There are comments that I remember regarding my body. I remember speaking to someone online, and when they realised I wasn’t going to pursue anything with them they started attacking my body image, degrading me and insulting my shape. It doesn’t upset me to think about it, but I remember it. I remember asking my mum whether she thought I’d put on weight last year, and she said yes. I always remembered that, and I remember feeling really hurt and self-conscious. I felt scrutinised. What does this say about how I feel about my body image?

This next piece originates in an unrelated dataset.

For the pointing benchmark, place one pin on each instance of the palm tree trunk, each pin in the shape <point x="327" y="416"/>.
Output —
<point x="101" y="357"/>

Not being the shape I want to be reduces my confidence. It makes me feel low sometimes, and dissatisfied. I feel as though I’m not good enough, and I feel like I’ll go home and my mum will notice my weight. I remember my sister used to be slightly overweight before she lost a lot of weight, and I’ll never forget the look on my mum’s face when she walked in on Christmas day, in a tight dress. I almost wanted to cry. To me, my sister has always been beautiful and I’ve never seen her in any other way, regardless of how much she weighed. But my mum has a different perception of what beauty is. She looked disgusted when she looked at her, she was judging and scrutinising her. What has created this kind of attitude? It’s as though we are only good enough once we have the bodies portrayed in the media, in pornography, in various platforms that encourage the perfect body. I strongly believe things such as this influence levels of insecurity and low self-esteem regarding body image. This needs to stop!
I was in a relationship in secondary school for 1 and a half years, and I remember my then boyfriend said I should eat loads of bad food to put on weight, and that I was too skinny. He talked to me about the kind of body he liked, and that he wanted me to change. I was such a naive little girl, I never challenged him, but I internalised all of those messages. Slightly unrelated, but I remember plucking my eyebrows once and he rang me and said “are you turning in to one of those sluts”? Yes, of course I know now that he was just a dick. But look at this obssession with bodies! Being the right body, changing one’s shape to satisfy a partner, or the opposite sex, or the same sex. And can I just say, the word “slut” is a horrible term (another blog post, Emily).
Part of me wants to send out the message that we should love our bodies, regardless of what we look like. But what about people in the public eye, who promote such ideas, but are obsese? Doesn’t that normalise bad health and obesity? I wouldn’t want the next generation to be raised thinking it’s okay to be that size and eat unhealthy food, and not exercise. I suppose it’s getting the balance between physical health, without obssessing over the importance of your body shape and how others may perceive you.
I’m really not sure what my message is here, because I don’t want to encourage unhealthy behaviours and bad health. But in reality, there shouldn’t be a right and wrong shape. We should be accepting of each other. We shouldn’t be made to feel that we’re not good enough, that we have to look a certain way for the benefit of someone else. That is different to what is healthy, and unhealthy regarding weight.
It’s something we can all think about.